Two were in such a bad condition they later died.
The dogs, which include puppies and fully-grown adults, had been locked in their cages and left unfed for several days.
Their bowls had been upturned and many of the animals were covered in their own excrement.
The kennels belonged to a well-known dog breeder, Mary-Ellen Collis. She has vanished and the police and RSPCA have been unable to trace her.
RSPCA officers made the shocking discovery at the Wardana Kennels in Brigstock, Northamptonshire, on Saturday evening after a member of the public alerted police.
It is not known how long the dogs had been left but it could have been for up to a week.
A team of 12 RSPCA officers have spent the past three days removing the animals, but were unable to save two. The survivors have been placed temporarily at kennels in Nottingham and Peterborough where they are undergoing full health checks.
Once vets are satisfied they are in reasonable condition, new owners will be sought for most of them.
It is thought that four had been staying at the kennels while their owners were on holiday. The RSPCA has reunited two of the dogs with their owners and is still trying to get in touch with the remaining two.
Describing the scene at the kennels, RSPCA inspector Justin Stubbs said: 'There was feces everywhere and upturned bowls. Something has gone wrong. Because they are such big dogs you wouldn't expect to see so many in such conditions. But it looks like we can do something with them.'
The Wardana Boarding Kennels and Cattery is well known among dog owners for its St Bernards. Mrs Collis, 50, was a founding member of the Kennel Club's Accredited Breeder Scheme which was set up in 2004 to encourage the breeding of healthy puppies.

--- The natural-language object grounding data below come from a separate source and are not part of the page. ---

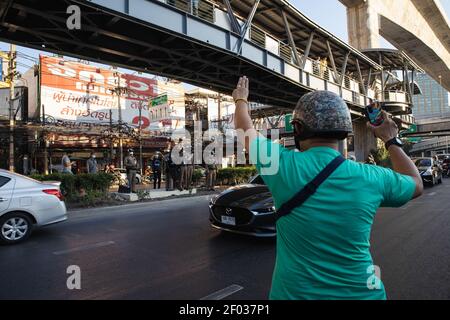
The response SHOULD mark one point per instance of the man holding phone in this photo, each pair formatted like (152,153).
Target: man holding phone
(325,204)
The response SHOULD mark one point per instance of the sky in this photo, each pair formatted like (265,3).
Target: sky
(330,14)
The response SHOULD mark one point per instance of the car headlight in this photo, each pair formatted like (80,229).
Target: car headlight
(265,210)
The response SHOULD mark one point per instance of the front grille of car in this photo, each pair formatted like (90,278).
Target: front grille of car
(243,216)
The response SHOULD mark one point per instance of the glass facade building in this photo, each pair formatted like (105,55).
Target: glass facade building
(434,102)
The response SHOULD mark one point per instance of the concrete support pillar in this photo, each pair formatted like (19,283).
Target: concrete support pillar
(365,141)
(363,24)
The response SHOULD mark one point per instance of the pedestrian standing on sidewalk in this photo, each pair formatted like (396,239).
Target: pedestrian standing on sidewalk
(66,164)
(156,168)
(182,172)
(211,172)
(92,164)
(325,204)
(131,165)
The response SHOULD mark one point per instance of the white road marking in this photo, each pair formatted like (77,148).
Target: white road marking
(222,294)
(87,247)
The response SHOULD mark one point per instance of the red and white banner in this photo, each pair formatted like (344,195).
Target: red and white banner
(73,91)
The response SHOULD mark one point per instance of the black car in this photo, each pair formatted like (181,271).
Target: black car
(245,209)
(430,170)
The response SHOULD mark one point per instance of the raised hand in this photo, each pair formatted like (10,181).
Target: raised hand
(242,90)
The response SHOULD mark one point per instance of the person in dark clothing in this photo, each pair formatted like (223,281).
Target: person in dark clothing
(156,168)
(131,165)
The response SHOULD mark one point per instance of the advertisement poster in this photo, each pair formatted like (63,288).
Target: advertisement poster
(76,92)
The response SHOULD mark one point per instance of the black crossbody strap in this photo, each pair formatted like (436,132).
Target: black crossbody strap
(310,188)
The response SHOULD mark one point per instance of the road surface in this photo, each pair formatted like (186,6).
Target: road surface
(167,250)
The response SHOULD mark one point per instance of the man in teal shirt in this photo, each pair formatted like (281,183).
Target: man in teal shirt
(323,245)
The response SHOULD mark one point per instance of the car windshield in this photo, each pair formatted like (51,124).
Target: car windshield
(257,180)
(423,163)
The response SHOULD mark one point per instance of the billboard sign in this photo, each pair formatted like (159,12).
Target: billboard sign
(76,92)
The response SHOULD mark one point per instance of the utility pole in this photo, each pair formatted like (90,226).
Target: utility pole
(111,151)
(441,89)
(140,137)
(118,91)
(11,76)
(219,106)
(44,134)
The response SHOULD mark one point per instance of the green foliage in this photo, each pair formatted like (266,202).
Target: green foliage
(232,176)
(197,175)
(80,187)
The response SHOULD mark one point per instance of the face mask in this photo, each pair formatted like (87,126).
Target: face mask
(297,143)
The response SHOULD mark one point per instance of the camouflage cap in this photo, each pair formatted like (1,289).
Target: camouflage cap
(323,112)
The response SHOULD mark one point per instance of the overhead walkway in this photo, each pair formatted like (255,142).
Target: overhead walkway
(209,44)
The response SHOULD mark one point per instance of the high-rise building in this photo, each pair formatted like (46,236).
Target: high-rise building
(434,102)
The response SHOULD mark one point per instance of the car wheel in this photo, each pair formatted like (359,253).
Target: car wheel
(15,228)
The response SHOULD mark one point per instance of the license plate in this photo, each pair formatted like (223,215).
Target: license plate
(229,220)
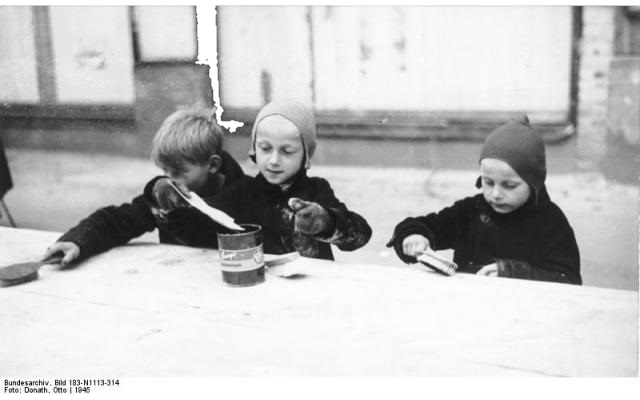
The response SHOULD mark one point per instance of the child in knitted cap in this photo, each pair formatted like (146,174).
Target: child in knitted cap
(296,212)
(512,229)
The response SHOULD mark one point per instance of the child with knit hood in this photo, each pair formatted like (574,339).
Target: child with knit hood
(188,148)
(512,229)
(296,212)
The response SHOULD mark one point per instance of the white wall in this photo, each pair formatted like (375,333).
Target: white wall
(18,73)
(428,59)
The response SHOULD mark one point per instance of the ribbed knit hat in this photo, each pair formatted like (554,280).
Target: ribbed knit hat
(520,146)
(302,118)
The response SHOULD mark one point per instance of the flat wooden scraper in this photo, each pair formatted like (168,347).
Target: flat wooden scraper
(16,274)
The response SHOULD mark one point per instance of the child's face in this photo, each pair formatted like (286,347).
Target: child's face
(193,176)
(502,187)
(279,149)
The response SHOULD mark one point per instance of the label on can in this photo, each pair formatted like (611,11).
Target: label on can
(242,260)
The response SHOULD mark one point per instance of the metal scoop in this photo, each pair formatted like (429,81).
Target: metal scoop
(15,274)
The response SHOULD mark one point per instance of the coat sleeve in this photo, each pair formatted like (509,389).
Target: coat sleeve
(558,260)
(111,226)
(351,230)
(441,228)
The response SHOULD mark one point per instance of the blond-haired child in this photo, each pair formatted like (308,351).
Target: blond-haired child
(188,148)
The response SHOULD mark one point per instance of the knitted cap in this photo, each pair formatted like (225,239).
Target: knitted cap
(302,118)
(520,146)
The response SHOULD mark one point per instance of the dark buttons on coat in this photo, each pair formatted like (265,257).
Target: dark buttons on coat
(485,218)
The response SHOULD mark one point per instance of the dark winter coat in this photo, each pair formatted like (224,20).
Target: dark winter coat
(256,201)
(116,225)
(533,242)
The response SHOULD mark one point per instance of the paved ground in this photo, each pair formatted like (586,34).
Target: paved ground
(54,190)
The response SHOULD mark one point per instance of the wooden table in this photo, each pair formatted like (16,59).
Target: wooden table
(163,311)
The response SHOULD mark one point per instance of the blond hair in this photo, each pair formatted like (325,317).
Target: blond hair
(189,134)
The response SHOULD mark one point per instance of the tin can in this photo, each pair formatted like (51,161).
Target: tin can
(242,256)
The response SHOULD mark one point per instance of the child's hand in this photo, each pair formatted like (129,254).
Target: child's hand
(71,252)
(413,245)
(165,194)
(488,270)
(311,218)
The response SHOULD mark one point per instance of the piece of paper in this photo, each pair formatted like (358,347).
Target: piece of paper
(213,213)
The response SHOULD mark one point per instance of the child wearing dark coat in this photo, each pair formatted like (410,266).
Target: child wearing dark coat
(296,212)
(188,148)
(512,229)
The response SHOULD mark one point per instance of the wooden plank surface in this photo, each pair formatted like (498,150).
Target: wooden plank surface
(162,310)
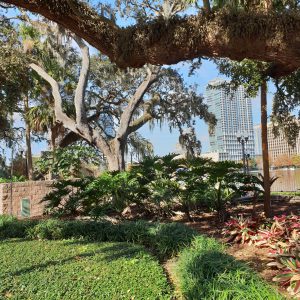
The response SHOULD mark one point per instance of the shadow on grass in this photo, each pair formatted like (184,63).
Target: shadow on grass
(109,253)
(216,275)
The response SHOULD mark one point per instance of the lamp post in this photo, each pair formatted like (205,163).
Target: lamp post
(243,138)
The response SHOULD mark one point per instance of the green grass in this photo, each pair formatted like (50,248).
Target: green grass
(289,194)
(79,270)
(205,271)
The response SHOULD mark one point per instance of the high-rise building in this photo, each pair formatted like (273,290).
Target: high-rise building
(233,111)
(277,145)
(257,140)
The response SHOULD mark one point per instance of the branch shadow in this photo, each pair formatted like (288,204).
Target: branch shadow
(109,253)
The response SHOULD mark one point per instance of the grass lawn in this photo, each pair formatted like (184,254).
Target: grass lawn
(72,269)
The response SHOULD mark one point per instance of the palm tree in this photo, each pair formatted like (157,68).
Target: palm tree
(138,146)
(41,119)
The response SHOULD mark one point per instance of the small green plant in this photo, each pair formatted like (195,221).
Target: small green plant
(240,230)
(66,163)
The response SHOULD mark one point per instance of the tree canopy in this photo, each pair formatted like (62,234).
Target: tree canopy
(259,30)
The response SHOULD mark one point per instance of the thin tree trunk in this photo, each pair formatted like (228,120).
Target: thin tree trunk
(265,150)
(28,142)
(116,160)
(206,6)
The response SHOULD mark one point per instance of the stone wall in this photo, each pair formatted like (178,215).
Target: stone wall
(11,197)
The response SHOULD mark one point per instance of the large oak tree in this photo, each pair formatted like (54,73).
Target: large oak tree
(257,32)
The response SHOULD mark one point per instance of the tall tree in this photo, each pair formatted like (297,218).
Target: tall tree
(263,31)
(108,106)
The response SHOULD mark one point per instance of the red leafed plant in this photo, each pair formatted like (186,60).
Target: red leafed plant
(282,233)
(240,229)
(289,275)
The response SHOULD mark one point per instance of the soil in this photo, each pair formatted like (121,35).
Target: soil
(255,257)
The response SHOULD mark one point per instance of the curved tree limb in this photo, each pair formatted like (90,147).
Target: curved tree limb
(135,102)
(266,36)
(82,82)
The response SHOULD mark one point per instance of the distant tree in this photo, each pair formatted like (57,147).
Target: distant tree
(283,160)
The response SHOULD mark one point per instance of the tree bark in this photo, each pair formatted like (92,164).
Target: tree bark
(28,142)
(270,36)
(265,151)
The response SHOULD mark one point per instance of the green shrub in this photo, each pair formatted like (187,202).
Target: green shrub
(205,271)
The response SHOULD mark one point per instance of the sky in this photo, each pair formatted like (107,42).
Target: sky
(165,142)
(162,139)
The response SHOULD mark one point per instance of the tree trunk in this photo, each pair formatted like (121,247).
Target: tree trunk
(206,6)
(29,168)
(265,150)
(271,37)
(116,160)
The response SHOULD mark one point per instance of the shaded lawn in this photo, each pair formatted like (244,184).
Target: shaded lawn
(206,272)
(71,270)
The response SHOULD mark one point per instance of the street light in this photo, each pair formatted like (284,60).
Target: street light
(243,138)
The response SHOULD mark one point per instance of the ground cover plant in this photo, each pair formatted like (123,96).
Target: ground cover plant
(204,270)
(157,186)
(281,235)
(70,269)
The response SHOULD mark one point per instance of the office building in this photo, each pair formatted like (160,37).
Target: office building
(233,110)
(278,145)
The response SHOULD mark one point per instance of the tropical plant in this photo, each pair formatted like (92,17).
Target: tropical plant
(68,162)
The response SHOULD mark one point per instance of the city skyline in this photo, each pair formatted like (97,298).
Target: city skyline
(233,111)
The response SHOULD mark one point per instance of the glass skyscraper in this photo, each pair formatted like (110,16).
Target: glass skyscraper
(233,110)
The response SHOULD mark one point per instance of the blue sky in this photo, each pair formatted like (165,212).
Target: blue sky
(163,140)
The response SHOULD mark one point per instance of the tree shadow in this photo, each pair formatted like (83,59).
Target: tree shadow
(109,253)
(216,275)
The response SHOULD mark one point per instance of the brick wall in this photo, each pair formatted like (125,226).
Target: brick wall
(32,190)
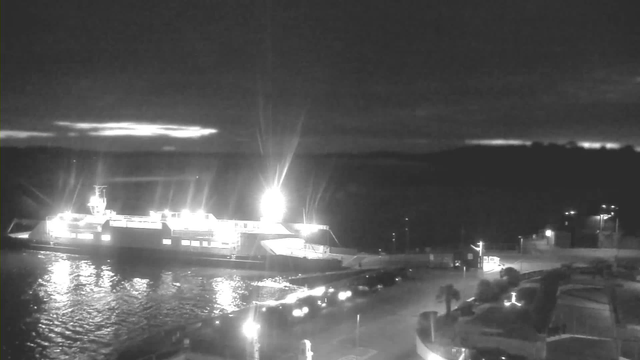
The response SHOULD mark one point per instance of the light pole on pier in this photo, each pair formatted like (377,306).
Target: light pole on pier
(393,243)
(406,229)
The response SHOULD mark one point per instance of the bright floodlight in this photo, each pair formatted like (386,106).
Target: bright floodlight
(272,205)
(250,329)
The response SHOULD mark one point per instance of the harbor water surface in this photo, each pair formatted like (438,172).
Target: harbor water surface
(60,306)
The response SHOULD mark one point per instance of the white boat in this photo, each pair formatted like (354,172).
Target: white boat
(195,233)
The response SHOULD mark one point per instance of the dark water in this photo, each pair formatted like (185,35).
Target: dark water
(58,306)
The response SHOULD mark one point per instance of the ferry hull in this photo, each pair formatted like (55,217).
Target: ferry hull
(158,244)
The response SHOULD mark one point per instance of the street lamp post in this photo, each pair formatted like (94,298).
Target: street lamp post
(480,249)
(406,229)
(393,243)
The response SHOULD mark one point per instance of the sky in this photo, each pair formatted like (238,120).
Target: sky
(318,76)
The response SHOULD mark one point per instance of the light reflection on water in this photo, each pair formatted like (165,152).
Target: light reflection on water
(57,306)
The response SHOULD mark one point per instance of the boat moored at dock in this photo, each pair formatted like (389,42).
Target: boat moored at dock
(179,234)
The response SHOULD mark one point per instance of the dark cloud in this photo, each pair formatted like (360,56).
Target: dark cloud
(353,76)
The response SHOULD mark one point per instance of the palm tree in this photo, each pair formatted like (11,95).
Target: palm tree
(448,293)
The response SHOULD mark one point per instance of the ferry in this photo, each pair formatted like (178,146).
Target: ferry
(182,234)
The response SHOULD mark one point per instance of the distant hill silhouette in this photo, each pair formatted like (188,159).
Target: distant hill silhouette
(492,192)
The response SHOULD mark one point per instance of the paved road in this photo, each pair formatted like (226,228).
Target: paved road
(387,319)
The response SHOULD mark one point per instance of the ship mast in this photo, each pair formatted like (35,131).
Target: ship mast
(98,202)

She is also a qualified veterinary nurse (aka vet tech) and animal groomer. The Kennel Club said last night it was 'disturbed' by the situation.
A spokesman said: 'The club is deeply concerned to hear about the alleged conditions that the dogs belonging to Mrs Collis have been found in and her apparent disappearance.
As an Accredited Breeder, Mrs Collis's premises have been inspected by the Kennel Club and at that time there was nothing to give any cause for concern. The Kennel Club is disturbed to now hear about the alleged dramatic decline in her dogs' living conditions.'
They, like the AKC, make appointments and tell these breeders what day they will be coming. It doesn't take a genius to realize that the breeder will make sure everything is cleaned up by that date.
The discovery comes a year after 100 abandoned horses were rescued from a smallholding in Buckinghamshire. Up to 32 were found dead at Spindles Farm in Hyde Heath.